✔ 最佳答案
First of all, the solution given by laiyatwah is wrong, a mistake is made in the Induction step:
>> Consider p(k+1),
>> L.H.S. = (k+1)(k+1+1)(k+1+2)(k+1+3)
>> = (k+1)(k+2)(k+3)(k+4)
>> = 24Q(k+4) [by assumption p(k) is true) <- this step is wrong, check it!

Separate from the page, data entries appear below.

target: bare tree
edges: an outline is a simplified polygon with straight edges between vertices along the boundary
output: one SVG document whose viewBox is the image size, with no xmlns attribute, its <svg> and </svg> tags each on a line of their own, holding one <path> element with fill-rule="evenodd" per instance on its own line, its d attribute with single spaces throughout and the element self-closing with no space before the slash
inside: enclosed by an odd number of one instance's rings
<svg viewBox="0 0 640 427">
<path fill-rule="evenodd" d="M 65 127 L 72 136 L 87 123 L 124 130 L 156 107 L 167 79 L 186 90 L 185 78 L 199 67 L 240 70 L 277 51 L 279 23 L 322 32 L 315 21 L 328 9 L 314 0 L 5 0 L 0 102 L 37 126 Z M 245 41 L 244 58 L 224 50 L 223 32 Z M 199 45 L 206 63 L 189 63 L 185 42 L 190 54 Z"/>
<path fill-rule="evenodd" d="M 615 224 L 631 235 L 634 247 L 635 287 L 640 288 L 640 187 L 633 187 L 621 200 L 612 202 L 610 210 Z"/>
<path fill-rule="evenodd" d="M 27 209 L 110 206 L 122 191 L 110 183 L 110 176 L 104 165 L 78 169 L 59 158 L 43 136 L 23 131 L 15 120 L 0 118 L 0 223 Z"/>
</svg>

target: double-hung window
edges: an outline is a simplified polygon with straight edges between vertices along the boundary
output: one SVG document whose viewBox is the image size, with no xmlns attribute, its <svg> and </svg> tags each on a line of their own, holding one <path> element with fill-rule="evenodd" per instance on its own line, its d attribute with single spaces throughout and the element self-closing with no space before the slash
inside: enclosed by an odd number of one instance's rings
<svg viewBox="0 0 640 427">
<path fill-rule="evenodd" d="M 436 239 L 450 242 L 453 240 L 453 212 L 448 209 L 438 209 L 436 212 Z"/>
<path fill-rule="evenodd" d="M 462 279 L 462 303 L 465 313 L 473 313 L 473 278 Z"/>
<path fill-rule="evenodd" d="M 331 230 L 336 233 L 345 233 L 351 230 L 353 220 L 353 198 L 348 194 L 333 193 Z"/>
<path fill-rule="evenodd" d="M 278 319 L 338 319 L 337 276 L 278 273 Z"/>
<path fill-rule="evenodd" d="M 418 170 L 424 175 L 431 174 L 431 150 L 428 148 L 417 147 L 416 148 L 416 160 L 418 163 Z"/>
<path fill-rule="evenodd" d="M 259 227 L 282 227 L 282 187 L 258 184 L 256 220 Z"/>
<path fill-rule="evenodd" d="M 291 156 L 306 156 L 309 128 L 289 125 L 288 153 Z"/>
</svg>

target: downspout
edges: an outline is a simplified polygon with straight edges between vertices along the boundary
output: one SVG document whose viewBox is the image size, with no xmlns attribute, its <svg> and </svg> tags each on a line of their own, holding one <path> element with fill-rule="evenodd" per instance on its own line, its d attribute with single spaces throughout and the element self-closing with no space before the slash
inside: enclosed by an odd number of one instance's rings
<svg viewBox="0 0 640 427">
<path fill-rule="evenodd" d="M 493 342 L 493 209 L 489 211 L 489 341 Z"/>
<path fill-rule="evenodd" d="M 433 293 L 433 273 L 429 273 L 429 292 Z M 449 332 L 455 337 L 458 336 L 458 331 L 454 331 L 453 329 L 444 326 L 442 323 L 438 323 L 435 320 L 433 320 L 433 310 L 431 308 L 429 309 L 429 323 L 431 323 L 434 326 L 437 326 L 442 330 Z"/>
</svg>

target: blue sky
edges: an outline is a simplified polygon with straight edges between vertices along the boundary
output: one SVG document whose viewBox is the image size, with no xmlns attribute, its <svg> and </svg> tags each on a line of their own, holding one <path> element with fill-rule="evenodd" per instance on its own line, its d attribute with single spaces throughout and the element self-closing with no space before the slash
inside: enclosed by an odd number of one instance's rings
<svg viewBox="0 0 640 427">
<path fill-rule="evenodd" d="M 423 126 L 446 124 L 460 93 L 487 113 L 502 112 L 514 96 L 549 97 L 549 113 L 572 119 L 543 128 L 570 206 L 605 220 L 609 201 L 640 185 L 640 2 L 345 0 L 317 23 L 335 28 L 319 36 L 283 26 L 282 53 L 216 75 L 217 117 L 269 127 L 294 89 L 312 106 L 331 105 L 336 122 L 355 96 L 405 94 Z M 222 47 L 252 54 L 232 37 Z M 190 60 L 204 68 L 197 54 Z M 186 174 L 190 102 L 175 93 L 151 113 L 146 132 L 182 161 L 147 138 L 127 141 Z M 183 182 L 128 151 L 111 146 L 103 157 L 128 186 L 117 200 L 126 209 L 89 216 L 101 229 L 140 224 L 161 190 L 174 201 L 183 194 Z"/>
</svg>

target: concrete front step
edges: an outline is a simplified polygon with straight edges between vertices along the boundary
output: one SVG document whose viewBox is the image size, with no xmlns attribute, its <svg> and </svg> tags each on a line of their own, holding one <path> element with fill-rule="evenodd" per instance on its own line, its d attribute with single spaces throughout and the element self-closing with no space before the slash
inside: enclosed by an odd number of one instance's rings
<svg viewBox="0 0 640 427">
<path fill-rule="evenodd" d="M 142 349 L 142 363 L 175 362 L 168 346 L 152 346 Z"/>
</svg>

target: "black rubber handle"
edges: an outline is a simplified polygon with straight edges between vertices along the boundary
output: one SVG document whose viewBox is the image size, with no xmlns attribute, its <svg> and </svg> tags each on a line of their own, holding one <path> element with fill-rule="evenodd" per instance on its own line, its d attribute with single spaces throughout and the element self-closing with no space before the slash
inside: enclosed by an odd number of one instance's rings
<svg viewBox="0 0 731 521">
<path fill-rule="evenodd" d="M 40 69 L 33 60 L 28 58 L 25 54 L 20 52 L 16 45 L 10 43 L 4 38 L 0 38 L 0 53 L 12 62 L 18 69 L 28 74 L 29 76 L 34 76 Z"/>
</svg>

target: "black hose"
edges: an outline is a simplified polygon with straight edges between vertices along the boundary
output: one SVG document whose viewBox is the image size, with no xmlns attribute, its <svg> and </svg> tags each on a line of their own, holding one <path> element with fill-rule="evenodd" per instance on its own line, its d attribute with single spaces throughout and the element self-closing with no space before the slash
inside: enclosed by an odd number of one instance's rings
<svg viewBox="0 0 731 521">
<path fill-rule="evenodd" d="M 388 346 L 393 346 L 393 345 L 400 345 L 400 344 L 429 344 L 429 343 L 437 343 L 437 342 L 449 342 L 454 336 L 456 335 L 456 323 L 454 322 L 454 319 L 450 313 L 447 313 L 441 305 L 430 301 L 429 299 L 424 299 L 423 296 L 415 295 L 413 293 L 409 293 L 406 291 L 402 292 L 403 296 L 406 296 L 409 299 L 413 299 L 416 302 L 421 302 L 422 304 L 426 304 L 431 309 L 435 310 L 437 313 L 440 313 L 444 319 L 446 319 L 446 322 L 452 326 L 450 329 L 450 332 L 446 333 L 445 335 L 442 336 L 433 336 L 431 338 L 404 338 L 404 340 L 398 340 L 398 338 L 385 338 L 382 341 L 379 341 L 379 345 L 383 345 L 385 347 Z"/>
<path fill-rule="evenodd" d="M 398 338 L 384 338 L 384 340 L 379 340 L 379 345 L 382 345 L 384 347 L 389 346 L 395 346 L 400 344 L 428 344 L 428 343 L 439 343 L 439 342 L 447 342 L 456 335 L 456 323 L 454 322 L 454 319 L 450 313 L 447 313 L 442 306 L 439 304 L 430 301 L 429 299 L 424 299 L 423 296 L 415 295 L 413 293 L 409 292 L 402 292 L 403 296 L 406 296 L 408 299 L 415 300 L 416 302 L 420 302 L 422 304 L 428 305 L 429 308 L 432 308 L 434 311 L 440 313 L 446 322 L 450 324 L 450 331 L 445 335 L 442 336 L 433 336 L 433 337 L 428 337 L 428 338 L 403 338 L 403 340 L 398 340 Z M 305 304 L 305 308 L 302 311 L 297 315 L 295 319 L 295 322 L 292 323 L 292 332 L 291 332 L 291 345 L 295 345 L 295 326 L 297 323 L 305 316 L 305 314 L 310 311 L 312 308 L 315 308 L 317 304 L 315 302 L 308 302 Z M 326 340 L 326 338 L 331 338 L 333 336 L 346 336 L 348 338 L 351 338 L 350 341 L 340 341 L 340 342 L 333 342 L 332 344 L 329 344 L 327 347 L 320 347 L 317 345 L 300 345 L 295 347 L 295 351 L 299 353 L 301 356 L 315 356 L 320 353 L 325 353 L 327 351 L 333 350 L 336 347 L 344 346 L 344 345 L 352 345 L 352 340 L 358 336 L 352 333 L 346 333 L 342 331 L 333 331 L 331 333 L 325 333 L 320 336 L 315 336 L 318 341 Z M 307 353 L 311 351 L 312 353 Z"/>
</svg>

>> = 24(P) where P = Q(k+4) is a integer.
>> = R.H.S.
Then, I shall give the full solution:
The case n = 1:
L. H. S = 1(2)(3)(4) = 24 which is divisible by 24.
The induction step:
Suppose that k(k+1)(k+2)(k+3) is divisible by 24, that is k(k+1)(k+2)(k+3) = 24M, where M is some positive integer. Then we consider the case when n = k+1:
(k+1)(k+2)(k+3)(k+4)
= k(k+1)(k+2)(k+3) + 4(k+1)(k+2)(k+3) << expanding the last bracket
= 24M + 4(k+1)(k+2)(k+3) << by induction hypothesis
Since (k+1)(k+2)(k+3) is the product of 3 consecutive positive integers. Within k+1, k+2, k+3, they must contain a multiple of 2 and a multiple of 3. Therefore, (k+1)(k+2)(k+3) must be divisible by 6. That is (k+1)(k+2)(k+3) = 6N, where N is some other positive integer. So continuing:
= 24M + 4(6N)
= 24M + 24N
= 24 (M+N)
which is divisible by 24 since M+N is also a positive integer.
By the principle of Mathematical Induction, we know that n(n+1)(n+2)(n+3) is divisible by 24 for all positive integers n.